Oliver Gibson

Personal information
- Full name: Oliver James Gibson
- Born: 7 June 2000 (age 26) Northallerton, Yorkshire, England
- Batting: Right-handed
- Bowling: Right-arm medium-fast

Domestic team information
- 2022–2024: Durham
- First-class debut: 14 April 2022 Durham v Leicestershire
- List A debut: 4 August 2022 Durham v Surrey

Career statistics
| Competition | FC | LA | T20 |
| Matches | 9 | 10 | 4 |
| Runs scored | 8 | 26 | – |
| Batting average | 1.33 | 5.20 | – |
| 100s/50s | 0/0 | 0/0 | – |
| Top score | 6 | 6 | – |
| Balls bowled | 1,085 | 407 | 30 |
| Wickets | 17 | 13 | 5 |
| Bowling average | 39.11 | 35.69 | 7.20 |
| 5 wickets in innings | 0 | 0 | 0 |
| 10 wickets in match | 0 | 0 | 0 |
| Best bowling | 4/39 | 3/54 | 3/12 |
| Catches/stumpings | 1/– | 2/– | 1/– |
- Source: ESPNcricinfo, 26 June 2024

= Oli Gibson =

English cricketer

Oliver James Gibson (born 7 June 2000) is an English cricketer. He is a right-handed batsman and right-arm medium-fast bowler who most recently played for Durham.

==Early life==
He complete his school career at the Queen Elizabeth Grammar School at Hexham and complete his college at the Queen Elizabeth Sixth Form College at Darlington.

==Career==
Born in Northallerton in Yorkshire, Gibson played for Northumberland in the Minor Counties Twenty20 in 2023. In December 2022, he signed a professional contract for the first time by Durham County Cricket Club.
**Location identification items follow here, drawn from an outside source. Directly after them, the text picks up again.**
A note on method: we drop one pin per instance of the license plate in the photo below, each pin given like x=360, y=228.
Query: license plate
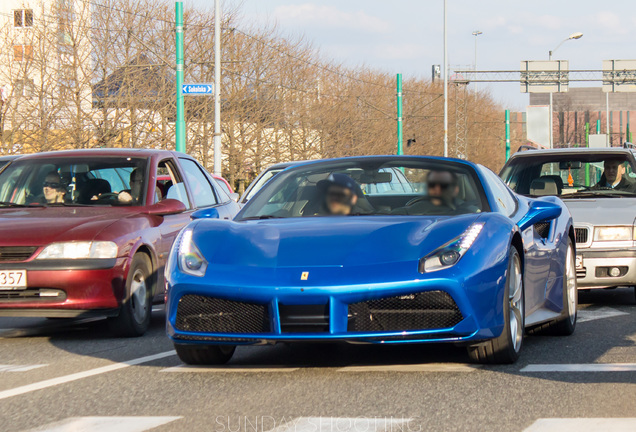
x=12, y=279
x=579, y=262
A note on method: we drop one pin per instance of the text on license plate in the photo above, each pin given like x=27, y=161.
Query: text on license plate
x=12, y=279
x=579, y=262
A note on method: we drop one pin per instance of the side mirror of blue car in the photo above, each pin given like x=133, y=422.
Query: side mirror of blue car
x=540, y=211
x=205, y=213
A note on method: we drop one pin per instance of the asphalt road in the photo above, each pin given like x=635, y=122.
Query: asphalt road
x=73, y=376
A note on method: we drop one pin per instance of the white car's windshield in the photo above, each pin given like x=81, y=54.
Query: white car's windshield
x=572, y=175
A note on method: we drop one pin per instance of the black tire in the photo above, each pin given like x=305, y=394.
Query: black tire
x=205, y=354
x=503, y=349
x=565, y=324
x=134, y=315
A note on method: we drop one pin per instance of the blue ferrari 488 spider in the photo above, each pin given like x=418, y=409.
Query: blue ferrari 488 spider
x=380, y=249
He made his first-class debut for Durham against Leicestershire in the 2022 County Championship, on 14 April 2022. He made his List A debut for Durham against Surrey in the 2022 One-Day Cup, on 4 August 2022. He made his Twenty20 (T20) debut for Durham against Southern Rocks in the 2023–24 Zimbabwe Domestic Twenty20 Competition, on 5 March 2024.

Gibson left Durham when his contract expired in October 2024.